Let’s take a look at the buildsepc.yml file for building and testing our application.

version: 0.2

phases:
install:
runtime-versions:
nodejs: 10
commands:
- npm install -g mocha
build:
commands:
- sam build --build-dir build
- npm install --prefix circle-calculator
- npm run test --prefix circle-calculator

artifacts:
files:
- build/**/*
- buildspec_deploy.yml

phases lists the different phases in the build process. There are few predefined phases such as install, pre_build, build, post_build.

Each phase will have a commands section that can be used to run a set of commands. And each phase can have a finally block with set of commands, that always runs after the commands block is completed

Phases provide a nice way of organising the set of actions in our build process. Note that phases are optional, so there is also flexibility to choose the relevant one for your needs and organise your build steps.

In the above buildpsec.yml, I will be using the install and build phase.

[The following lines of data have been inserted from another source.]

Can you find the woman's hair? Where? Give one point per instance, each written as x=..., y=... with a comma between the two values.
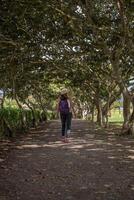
x=63, y=96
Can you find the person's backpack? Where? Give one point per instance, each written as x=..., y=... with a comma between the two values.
x=63, y=106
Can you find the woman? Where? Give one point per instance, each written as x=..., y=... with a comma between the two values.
x=64, y=108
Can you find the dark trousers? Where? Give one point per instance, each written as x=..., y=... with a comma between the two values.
x=64, y=122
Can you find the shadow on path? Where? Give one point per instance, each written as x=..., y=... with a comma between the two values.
x=94, y=165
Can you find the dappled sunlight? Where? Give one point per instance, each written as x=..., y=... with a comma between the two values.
x=111, y=157
x=96, y=149
x=131, y=150
x=131, y=157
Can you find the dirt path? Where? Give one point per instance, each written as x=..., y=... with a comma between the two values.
x=95, y=165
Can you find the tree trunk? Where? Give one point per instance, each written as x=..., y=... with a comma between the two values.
x=99, y=113
x=126, y=109
x=33, y=114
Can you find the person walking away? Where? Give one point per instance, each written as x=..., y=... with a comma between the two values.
x=64, y=108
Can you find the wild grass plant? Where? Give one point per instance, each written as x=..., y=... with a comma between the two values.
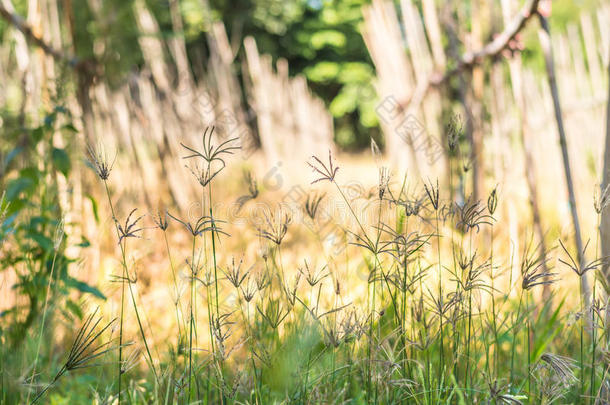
x=407, y=302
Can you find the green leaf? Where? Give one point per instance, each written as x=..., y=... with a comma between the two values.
x=16, y=186
x=44, y=242
x=84, y=287
x=61, y=161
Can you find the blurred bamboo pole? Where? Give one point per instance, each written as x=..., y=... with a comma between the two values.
x=545, y=43
x=605, y=215
x=516, y=74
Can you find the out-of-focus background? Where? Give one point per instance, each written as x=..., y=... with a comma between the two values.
x=459, y=91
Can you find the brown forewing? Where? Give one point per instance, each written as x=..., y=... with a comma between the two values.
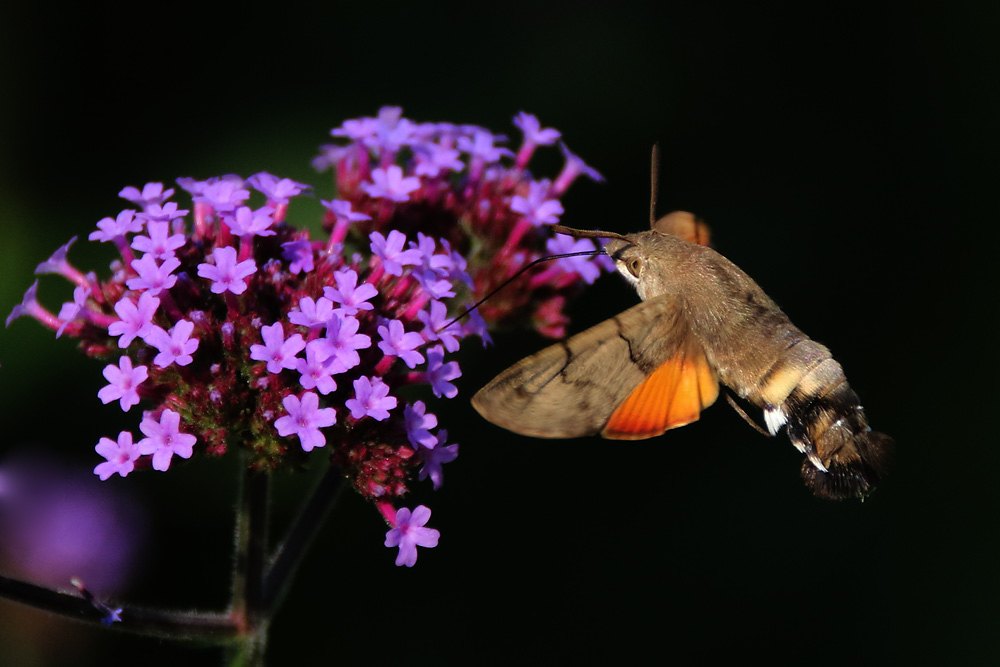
x=572, y=388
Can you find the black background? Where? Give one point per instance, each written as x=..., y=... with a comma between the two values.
x=844, y=157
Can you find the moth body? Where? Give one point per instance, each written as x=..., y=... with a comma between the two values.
x=702, y=322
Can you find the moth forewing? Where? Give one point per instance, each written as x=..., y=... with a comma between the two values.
x=575, y=387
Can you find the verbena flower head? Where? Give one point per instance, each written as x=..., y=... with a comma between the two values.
x=232, y=328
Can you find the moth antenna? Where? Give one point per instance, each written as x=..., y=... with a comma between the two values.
x=512, y=279
x=654, y=182
x=586, y=233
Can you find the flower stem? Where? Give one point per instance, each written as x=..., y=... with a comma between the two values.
x=247, y=608
x=288, y=555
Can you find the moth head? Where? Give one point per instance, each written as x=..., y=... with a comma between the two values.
x=631, y=262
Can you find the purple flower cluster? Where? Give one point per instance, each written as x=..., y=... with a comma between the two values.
x=239, y=330
x=455, y=183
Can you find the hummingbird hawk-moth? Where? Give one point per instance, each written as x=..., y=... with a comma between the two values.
x=702, y=322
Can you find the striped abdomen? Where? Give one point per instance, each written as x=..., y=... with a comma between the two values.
x=806, y=392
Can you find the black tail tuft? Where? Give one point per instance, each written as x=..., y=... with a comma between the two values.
x=854, y=476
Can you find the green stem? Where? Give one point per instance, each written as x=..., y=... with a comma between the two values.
x=248, y=608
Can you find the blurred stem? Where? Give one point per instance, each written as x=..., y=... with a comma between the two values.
x=212, y=628
x=248, y=609
x=293, y=548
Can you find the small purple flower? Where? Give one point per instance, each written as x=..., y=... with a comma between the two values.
x=164, y=439
x=356, y=129
x=222, y=194
x=434, y=458
x=248, y=222
x=316, y=369
x=152, y=278
x=161, y=213
x=276, y=351
x=299, y=255
x=226, y=274
x=533, y=132
x=390, y=184
x=481, y=146
x=348, y=294
x=152, y=193
x=399, y=343
x=561, y=244
x=111, y=230
x=305, y=419
x=73, y=309
x=312, y=313
x=390, y=251
x=439, y=373
x=535, y=207
x=433, y=158
x=342, y=211
x=418, y=425
x=175, y=346
x=58, y=264
x=371, y=398
x=159, y=244
x=121, y=456
x=136, y=320
x=278, y=191
x=409, y=532
x=124, y=380
x=343, y=340
x=574, y=167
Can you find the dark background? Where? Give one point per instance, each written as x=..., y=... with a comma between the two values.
x=845, y=158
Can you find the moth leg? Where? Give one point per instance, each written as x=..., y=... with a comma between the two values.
x=742, y=413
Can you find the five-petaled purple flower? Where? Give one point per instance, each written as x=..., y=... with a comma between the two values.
x=226, y=274
x=399, y=343
x=124, y=381
x=390, y=251
x=136, y=319
x=371, y=398
x=277, y=351
x=164, y=439
x=121, y=456
x=390, y=184
x=305, y=419
x=409, y=533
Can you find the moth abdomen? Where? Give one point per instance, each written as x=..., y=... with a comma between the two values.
x=845, y=458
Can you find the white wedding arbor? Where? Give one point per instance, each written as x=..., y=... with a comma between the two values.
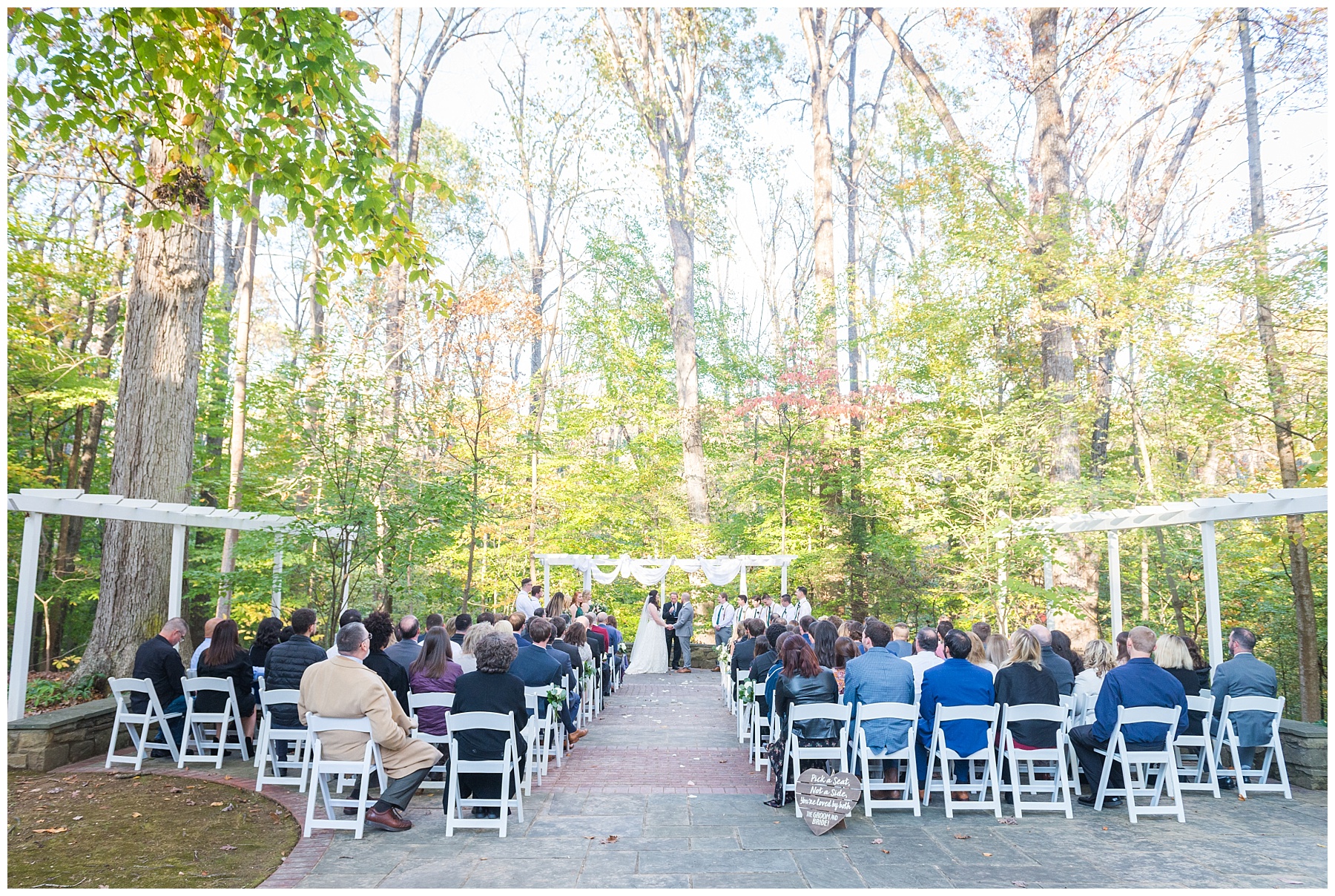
x=647, y=572
x=73, y=502
x=1202, y=512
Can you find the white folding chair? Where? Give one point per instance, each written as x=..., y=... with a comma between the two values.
x=1166, y=779
x=794, y=754
x=322, y=767
x=1274, y=748
x=1190, y=776
x=940, y=751
x=507, y=768
x=418, y=702
x=266, y=748
x=1058, y=788
x=154, y=714
x=195, y=722
x=866, y=756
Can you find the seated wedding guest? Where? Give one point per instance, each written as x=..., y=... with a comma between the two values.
x=1061, y=647
x=801, y=680
x=490, y=689
x=1099, y=660
x=345, y=617
x=979, y=653
x=1171, y=653
x=434, y=672
x=1243, y=676
x=159, y=662
x=1198, y=662
x=745, y=649
x=285, y=665
x=380, y=628
x=874, y=677
x=266, y=636
x=954, y=682
x=461, y=627
x=225, y=659
x=899, y=644
x=203, y=645
x=465, y=656
x=406, y=649
x=1052, y=664
x=844, y=650
x=824, y=635
x=1023, y=680
x=1138, y=682
x=924, y=655
x=345, y=688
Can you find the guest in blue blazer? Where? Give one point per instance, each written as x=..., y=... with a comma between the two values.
x=876, y=677
x=955, y=682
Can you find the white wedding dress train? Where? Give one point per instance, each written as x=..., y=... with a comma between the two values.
x=649, y=655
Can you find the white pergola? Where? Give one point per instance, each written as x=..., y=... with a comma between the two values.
x=653, y=570
x=73, y=502
x=1202, y=512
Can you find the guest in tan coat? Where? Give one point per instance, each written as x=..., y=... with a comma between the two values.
x=343, y=688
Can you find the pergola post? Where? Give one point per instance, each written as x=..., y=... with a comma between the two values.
x=275, y=604
x=178, y=570
x=23, y=615
x=1211, y=565
x=1115, y=582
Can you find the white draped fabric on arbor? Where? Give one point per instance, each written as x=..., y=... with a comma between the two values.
x=649, y=572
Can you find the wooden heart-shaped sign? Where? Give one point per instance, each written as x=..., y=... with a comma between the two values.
x=825, y=799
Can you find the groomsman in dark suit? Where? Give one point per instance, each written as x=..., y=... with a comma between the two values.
x=670, y=609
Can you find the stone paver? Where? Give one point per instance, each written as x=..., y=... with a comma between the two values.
x=647, y=802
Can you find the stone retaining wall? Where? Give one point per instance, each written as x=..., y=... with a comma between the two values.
x=62, y=736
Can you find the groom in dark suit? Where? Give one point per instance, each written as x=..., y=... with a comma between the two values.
x=670, y=609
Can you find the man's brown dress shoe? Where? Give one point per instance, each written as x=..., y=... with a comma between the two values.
x=387, y=820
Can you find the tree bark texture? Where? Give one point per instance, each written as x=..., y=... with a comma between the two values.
x=155, y=414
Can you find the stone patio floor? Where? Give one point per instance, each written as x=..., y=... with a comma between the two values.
x=660, y=795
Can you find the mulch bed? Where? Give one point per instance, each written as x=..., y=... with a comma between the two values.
x=125, y=829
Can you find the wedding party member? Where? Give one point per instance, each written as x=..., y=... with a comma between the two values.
x=345, y=688
x=285, y=665
x=524, y=600
x=434, y=672
x=225, y=659
x=954, y=682
x=1055, y=665
x=670, y=609
x=682, y=629
x=1243, y=676
x=490, y=689
x=722, y=622
x=380, y=628
x=203, y=645
x=801, y=680
x=158, y=660
x=347, y=616
x=406, y=649
x=1138, y=682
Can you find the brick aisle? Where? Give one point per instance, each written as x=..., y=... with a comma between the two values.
x=665, y=734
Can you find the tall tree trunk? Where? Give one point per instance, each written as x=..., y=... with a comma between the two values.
x=237, y=441
x=155, y=418
x=1299, y=570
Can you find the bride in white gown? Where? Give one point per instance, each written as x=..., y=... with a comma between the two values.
x=650, y=650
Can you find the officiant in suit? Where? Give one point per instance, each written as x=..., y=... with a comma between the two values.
x=670, y=609
x=684, y=628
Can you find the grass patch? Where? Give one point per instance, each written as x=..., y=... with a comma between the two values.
x=139, y=829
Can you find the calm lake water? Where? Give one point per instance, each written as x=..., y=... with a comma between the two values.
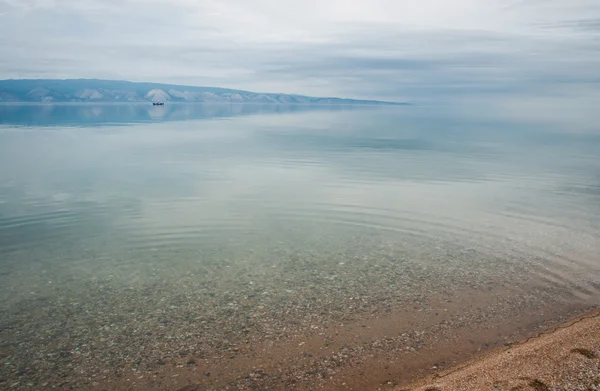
x=128, y=231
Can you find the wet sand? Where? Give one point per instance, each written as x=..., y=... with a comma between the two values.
x=566, y=358
x=377, y=354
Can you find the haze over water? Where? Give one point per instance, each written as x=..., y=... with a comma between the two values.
x=207, y=220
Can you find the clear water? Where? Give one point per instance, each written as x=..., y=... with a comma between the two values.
x=219, y=210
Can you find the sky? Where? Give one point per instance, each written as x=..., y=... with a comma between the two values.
x=370, y=49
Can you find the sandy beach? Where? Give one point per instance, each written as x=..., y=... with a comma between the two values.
x=567, y=358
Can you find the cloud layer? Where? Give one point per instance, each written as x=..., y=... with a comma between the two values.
x=381, y=49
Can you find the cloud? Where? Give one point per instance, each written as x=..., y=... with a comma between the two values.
x=396, y=49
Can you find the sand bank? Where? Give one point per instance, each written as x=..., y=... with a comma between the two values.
x=567, y=358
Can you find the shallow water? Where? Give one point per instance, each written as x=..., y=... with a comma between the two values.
x=228, y=222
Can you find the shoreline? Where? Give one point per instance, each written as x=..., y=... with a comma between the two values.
x=378, y=365
x=566, y=357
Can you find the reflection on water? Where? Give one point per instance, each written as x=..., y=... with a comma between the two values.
x=276, y=224
x=105, y=114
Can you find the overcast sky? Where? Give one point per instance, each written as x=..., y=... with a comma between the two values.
x=384, y=49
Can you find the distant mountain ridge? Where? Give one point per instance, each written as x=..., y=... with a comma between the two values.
x=94, y=90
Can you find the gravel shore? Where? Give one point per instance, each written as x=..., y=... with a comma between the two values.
x=567, y=359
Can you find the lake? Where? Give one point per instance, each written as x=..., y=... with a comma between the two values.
x=278, y=247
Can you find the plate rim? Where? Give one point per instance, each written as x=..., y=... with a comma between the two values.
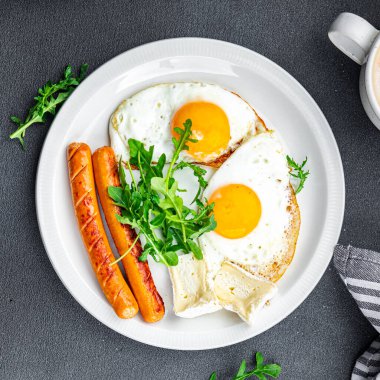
x=339, y=187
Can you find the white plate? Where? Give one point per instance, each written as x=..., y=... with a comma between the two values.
x=284, y=105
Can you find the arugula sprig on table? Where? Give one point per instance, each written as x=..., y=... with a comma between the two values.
x=261, y=371
x=49, y=97
x=153, y=207
x=298, y=171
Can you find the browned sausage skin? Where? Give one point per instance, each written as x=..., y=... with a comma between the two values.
x=93, y=234
x=139, y=276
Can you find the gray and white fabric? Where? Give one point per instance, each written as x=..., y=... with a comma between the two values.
x=360, y=271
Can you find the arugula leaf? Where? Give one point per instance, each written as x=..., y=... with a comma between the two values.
x=153, y=207
x=297, y=171
x=48, y=98
x=198, y=172
x=261, y=371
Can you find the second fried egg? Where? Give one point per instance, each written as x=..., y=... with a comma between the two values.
x=221, y=120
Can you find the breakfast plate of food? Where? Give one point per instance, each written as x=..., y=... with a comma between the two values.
x=189, y=194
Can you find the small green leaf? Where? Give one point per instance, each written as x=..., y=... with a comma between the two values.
x=259, y=359
x=158, y=220
x=242, y=368
x=195, y=250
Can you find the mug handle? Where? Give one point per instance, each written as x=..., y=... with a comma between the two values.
x=353, y=35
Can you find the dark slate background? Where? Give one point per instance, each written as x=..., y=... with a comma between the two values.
x=44, y=333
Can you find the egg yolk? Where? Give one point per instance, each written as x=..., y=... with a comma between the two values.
x=237, y=210
x=210, y=127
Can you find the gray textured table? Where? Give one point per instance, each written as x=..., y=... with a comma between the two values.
x=44, y=333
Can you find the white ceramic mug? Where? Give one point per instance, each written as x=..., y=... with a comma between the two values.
x=360, y=41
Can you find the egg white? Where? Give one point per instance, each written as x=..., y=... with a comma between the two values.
x=261, y=165
x=147, y=115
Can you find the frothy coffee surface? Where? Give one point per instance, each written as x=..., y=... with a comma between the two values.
x=376, y=76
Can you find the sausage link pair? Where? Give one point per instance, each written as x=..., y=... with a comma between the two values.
x=139, y=276
x=93, y=234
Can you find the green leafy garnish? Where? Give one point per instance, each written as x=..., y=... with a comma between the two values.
x=297, y=171
x=153, y=207
x=49, y=97
x=261, y=371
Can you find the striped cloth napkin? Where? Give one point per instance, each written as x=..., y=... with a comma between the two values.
x=360, y=271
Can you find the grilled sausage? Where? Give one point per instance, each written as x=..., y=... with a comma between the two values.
x=139, y=276
x=93, y=234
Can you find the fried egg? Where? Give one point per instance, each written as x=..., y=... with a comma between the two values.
x=255, y=209
x=221, y=120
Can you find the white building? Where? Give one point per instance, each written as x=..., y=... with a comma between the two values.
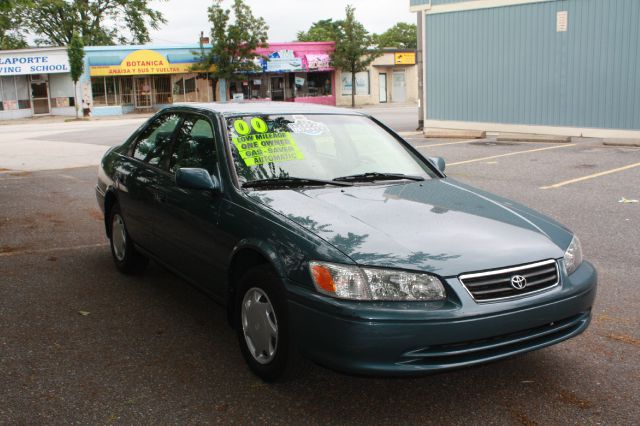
x=35, y=82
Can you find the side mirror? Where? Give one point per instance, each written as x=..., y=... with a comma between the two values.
x=439, y=163
x=190, y=178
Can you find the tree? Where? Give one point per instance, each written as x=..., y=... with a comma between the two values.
x=355, y=49
x=75, y=52
x=98, y=22
x=11, y=31
x=233, y=44
x=400, y=36
x=323, y=30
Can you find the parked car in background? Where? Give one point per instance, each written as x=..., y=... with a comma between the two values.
x=327, y=236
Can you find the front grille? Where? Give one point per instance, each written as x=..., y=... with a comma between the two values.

The install phase is used to install the necessary dependencies required to build and run our tests. It’s also possible to choose from a list of programming language runtimes based on the needs of the application. There are several runtimes with different versions offered by AWS such as python, java, go, node etc.

In the build phase I will run the unit tests and use SAM build to generate build artifacts.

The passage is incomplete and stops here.